For this mission, Progress MS-28 was loaded with a total of 2621 kg of cargo and supplies prior to launch. The cargo manifest includes the following:
- Pressurized supplies: 1201 kg
- Fuel: 950 kg
- Water: 420 kg
- Nitrogen gas: 50 kg

== Orbital maneuvers ==
Progress MS-28 cargo spacecraft performed a series of orbital maneuvers to maintain and adjust the International Space Station's (ISS) trajectory. These come in the form of periodic "reboosts" to counteract atmospheric drag on the station or collision avoidance maneuvers, moving the station to dodge a piece of debris flying through space.
- 27 August 2024, 21:46 UTC: A 1,075.42-second burn increased velocity by 1.95 m/s, raising the ISS's altitude by 3.4 km to 419.41 km, preparing for Soyuz MS-25's departure and Soyuz MS-26's launch.
- 5 September 2024, 19:45 UTC: A 781.98-second burn increased velocity by 1.42 m/s, raising the altitude by 2.48 km to 420.7 km, finalizing adjustments for Soyuz MS-25's departure and Soyuz MS-26's launch.
- 4 October 2024, 08:44 UTC: A 1,207.62-second burn increased velocity by 1.66 m/s, raising the altitude by 2.9 km to 419 km.

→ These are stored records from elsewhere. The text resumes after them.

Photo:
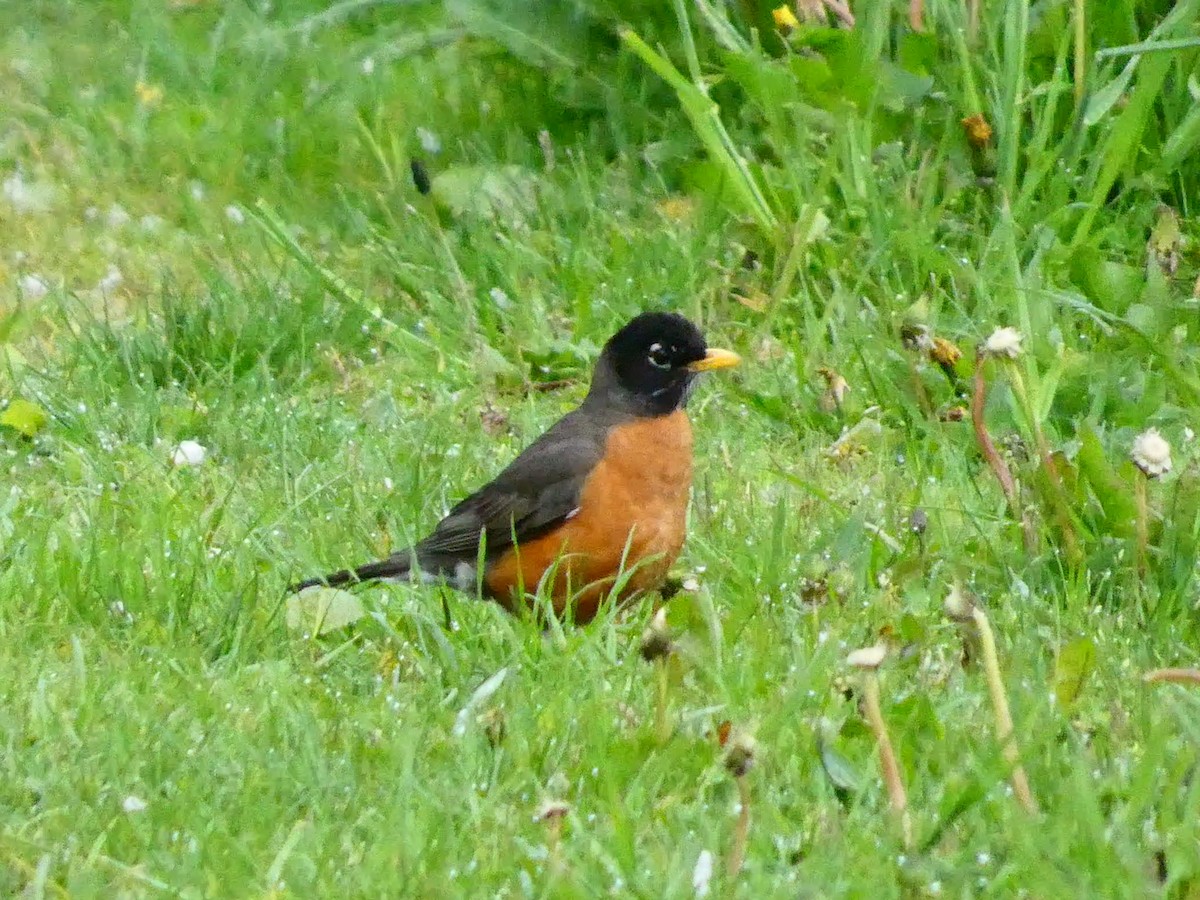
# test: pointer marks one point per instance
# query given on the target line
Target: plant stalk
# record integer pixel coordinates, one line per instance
(1005, 732)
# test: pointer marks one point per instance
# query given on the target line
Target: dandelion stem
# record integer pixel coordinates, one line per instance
(1143, 534)
(661, 712)
(742, 831)
(917, 15)
(1000, 707)
(1057, 495)
(978, 400)
(888, 763)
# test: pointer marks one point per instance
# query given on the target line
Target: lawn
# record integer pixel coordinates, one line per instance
(960, 264)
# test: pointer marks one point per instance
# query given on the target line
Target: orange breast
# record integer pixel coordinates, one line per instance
(631, 519)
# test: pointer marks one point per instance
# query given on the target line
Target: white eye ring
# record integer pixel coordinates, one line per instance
(658, 358)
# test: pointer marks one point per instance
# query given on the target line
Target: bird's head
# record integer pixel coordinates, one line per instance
(653, 361)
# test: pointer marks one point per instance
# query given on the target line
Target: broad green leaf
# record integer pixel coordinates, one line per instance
(838, 768)
(24, 418)
(1114, 493)
(479, 696)
(1075, 661)
(1103, 100)
(318, 611)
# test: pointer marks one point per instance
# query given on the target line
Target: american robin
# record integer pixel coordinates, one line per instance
(599, 502)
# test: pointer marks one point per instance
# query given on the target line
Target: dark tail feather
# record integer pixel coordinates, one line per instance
(390, 568)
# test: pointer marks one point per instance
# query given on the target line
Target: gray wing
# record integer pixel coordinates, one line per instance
(538, 491)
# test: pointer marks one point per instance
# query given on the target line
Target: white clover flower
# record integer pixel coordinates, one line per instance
(1151, 454)
(190, 453)
(1003, 342)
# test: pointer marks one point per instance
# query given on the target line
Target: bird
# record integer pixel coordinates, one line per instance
(597, 505)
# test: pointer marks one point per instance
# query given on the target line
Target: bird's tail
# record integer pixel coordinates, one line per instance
(394, 567)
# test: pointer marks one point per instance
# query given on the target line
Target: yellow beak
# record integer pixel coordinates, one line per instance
(715, 358)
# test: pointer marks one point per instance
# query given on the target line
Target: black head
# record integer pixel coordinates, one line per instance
(651, 364)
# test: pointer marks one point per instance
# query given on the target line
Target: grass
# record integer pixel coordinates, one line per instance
(165, 731)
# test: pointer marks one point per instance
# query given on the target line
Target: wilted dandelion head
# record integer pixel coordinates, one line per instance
(1151, 454)
(739, 754)
(1003, 343)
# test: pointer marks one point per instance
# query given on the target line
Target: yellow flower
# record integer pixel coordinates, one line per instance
(148, 94)
(978, 131)
(945, 353)
(785, 19)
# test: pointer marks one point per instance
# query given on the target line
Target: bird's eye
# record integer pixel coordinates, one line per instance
(659, 357)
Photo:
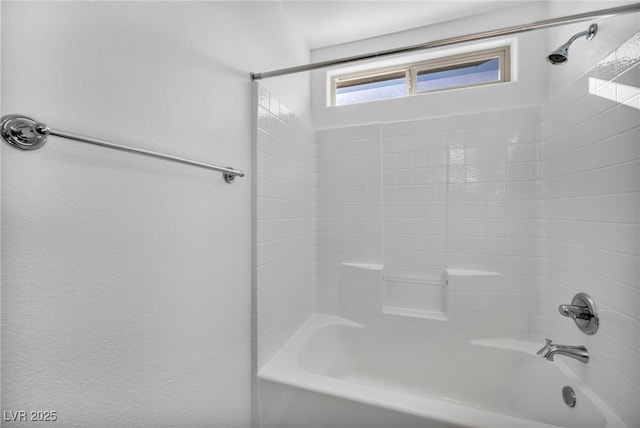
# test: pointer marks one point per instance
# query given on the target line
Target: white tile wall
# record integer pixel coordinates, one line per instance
(423, 196)
(588, 221)
(548, 197)
(283, 221)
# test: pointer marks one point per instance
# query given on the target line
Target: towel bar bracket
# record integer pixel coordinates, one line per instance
(24, 133)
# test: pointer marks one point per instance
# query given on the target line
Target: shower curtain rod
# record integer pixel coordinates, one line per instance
(547, 23)
(24, 133)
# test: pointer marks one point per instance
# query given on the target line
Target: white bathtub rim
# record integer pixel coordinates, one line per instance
(284, 368)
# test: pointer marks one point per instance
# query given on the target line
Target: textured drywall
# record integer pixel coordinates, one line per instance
(126, 282)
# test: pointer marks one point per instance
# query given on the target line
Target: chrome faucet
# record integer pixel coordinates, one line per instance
(579, 353)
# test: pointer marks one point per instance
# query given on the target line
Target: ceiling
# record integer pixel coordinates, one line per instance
(326, 23)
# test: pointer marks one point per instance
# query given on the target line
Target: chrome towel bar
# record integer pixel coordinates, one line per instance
(24, 133)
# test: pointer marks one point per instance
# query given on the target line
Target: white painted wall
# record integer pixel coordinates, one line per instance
(126, 280)
(525, 90)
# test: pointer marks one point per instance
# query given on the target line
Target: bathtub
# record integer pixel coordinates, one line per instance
(336, 373)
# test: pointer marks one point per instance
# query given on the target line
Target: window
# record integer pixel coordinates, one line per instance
(473, 69)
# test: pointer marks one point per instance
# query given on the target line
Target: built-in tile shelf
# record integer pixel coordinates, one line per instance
(366, 290)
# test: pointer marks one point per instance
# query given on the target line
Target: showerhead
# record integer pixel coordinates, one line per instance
(561, 55)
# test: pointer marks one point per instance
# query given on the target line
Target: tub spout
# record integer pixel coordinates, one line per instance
(549, 349)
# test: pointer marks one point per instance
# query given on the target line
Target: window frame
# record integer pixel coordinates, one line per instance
(411, 71)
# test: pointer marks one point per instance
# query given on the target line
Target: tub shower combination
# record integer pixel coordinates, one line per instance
(374, 374)
(340, 371)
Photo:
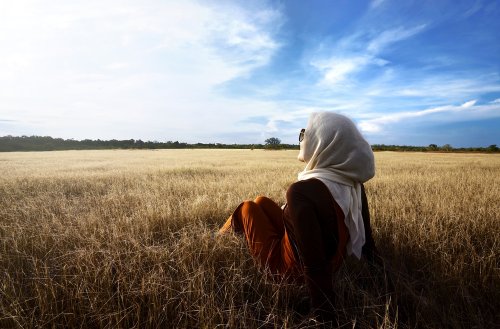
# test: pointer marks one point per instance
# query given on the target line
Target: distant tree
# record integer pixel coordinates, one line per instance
(272, 143)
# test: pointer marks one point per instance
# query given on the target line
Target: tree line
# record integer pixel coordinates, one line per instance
(47, 143)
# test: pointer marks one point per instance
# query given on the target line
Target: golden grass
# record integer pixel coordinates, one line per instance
(122, 239)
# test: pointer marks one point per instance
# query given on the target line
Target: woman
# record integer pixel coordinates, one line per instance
(326, 214)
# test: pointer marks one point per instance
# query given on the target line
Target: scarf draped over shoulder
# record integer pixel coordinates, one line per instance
(336, 153)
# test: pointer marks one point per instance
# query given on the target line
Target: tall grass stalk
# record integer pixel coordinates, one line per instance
(124, 239)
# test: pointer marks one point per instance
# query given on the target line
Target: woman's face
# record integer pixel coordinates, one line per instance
(301, 152)
(302, 145)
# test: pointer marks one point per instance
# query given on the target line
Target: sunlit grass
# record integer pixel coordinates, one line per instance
(124, 239)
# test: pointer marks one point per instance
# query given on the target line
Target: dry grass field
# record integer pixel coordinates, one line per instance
(124, 239)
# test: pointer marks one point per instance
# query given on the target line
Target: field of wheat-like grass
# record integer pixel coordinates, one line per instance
(124, 239)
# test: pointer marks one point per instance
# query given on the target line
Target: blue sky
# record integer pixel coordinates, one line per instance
(407, 72)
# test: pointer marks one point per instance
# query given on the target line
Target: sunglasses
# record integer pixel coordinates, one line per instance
(301, 135)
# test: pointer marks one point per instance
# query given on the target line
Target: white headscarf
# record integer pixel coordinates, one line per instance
(336, 153)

- 13 November 2024, 16:47 UTC: A 1,894.4-second burn increased velocity by 2.82 m/s, raising the altitude by 4.9 km to 417.23 km, preparing for Progress MS-29's arrival.
- 19 November 2024, 20:09 UTC: A 330.90-second burn for collision avoidance delivered a 0.5 m/s velocity change, raising altitude by 800 m to reach a 430.86 × 416.20 km orbit.

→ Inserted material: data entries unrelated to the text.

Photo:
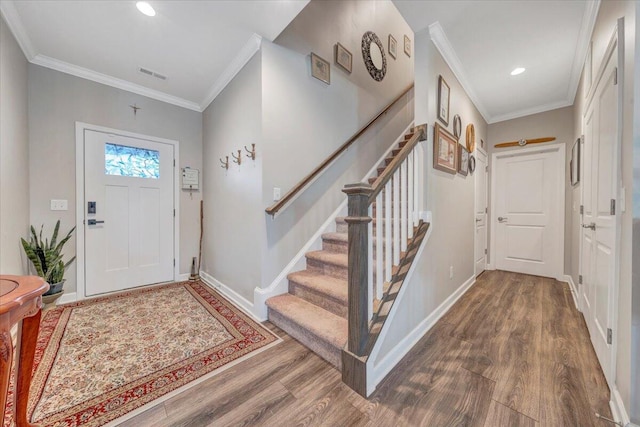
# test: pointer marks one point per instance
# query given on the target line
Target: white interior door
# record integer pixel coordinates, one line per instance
(481, 182)
(528, 210)
(129, 228)
(599, 221)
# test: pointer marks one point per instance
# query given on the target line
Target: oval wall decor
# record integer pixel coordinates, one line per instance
(373, 55)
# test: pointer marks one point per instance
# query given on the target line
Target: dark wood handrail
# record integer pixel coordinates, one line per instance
(290, 195)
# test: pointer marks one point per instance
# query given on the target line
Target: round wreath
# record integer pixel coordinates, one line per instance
(375, 72)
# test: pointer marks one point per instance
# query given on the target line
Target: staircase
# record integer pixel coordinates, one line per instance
(314, 311)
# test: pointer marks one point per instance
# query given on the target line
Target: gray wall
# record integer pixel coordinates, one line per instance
(449, 197)
(14, 154)
(56, 102)
(234, 226)
(558, 123)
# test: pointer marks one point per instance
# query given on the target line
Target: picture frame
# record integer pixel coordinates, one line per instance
(393, 46)
(320, 69)
(443, 100)
(344, 58)
(463, 160)
(407, 46)
(574, 163)
(445, 150)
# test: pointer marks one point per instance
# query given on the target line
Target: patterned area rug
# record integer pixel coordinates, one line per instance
(101, 359)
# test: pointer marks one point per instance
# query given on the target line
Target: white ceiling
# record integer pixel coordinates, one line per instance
(483, 41)
(201, 45)
(198, 45)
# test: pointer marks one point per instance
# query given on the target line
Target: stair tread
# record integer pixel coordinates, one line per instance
(334, 258)
(320, 322)
(328, 285)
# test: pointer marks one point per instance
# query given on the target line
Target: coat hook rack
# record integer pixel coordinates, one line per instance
(252, 152)
(225, 163)
(238, 159)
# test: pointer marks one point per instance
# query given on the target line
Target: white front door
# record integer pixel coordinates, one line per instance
(599, 221)
(480, 179)
(129, 212)
(528, 210)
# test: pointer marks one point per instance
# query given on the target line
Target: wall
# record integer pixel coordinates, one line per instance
(558, 123)
(14, 154)
(450, 198)
(234, 226)
(56, 102)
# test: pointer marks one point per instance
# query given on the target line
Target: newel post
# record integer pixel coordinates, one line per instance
(358, 220)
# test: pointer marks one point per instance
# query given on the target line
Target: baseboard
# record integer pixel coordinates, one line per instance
(617, 408)
(574, 291)
(67, 298)
(380, 371)
(238, 300)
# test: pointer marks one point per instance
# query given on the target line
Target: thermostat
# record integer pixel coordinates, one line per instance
(190, 179)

- 25 November 2024, 09:49 UTC: Another collision avoidance maneuver lasting 211.96 seconds, delivering a 0.3 m/s velocity change, raising altitude by 500 m to a 430.40 × 417.81 km orbit.
- 22 December 2024, 01:10 UTC: A 811.3-second burn increased velocity by 1.3 m/s, raising the ISS's altitude by 2.3 km to 416.43 km, preparing for Soyuz MS-26's departure and Soyuz MS-27's launch.
- 11 January 2025, 17:45 UTC: A 1,155-second burn increased velocity by 1.8 m/s, raising the ISS's altitude by 3.2 km to 416.71 km, preparing for Soyuz MS-26's departure and Soyuz MS-27's launch.
- 1 February 2025, 08:58 UTC: A 1,227.2-second burn increased velocity by 1.82 m/s, raising the ISS's altitude by 3.2 km to 417.44 km, preparing for Soyuz MS-26's departure and Soyuz MS-27's launch.
- 20 February 2025, 01:30 UTC: A 1,341.2-second burn increased velocity by 1.95 m/s, raising the ISS's altitude by 3.4 km to 419 km, preparing for Soyuz MS-26's departure and Soyuz MS-27's launch.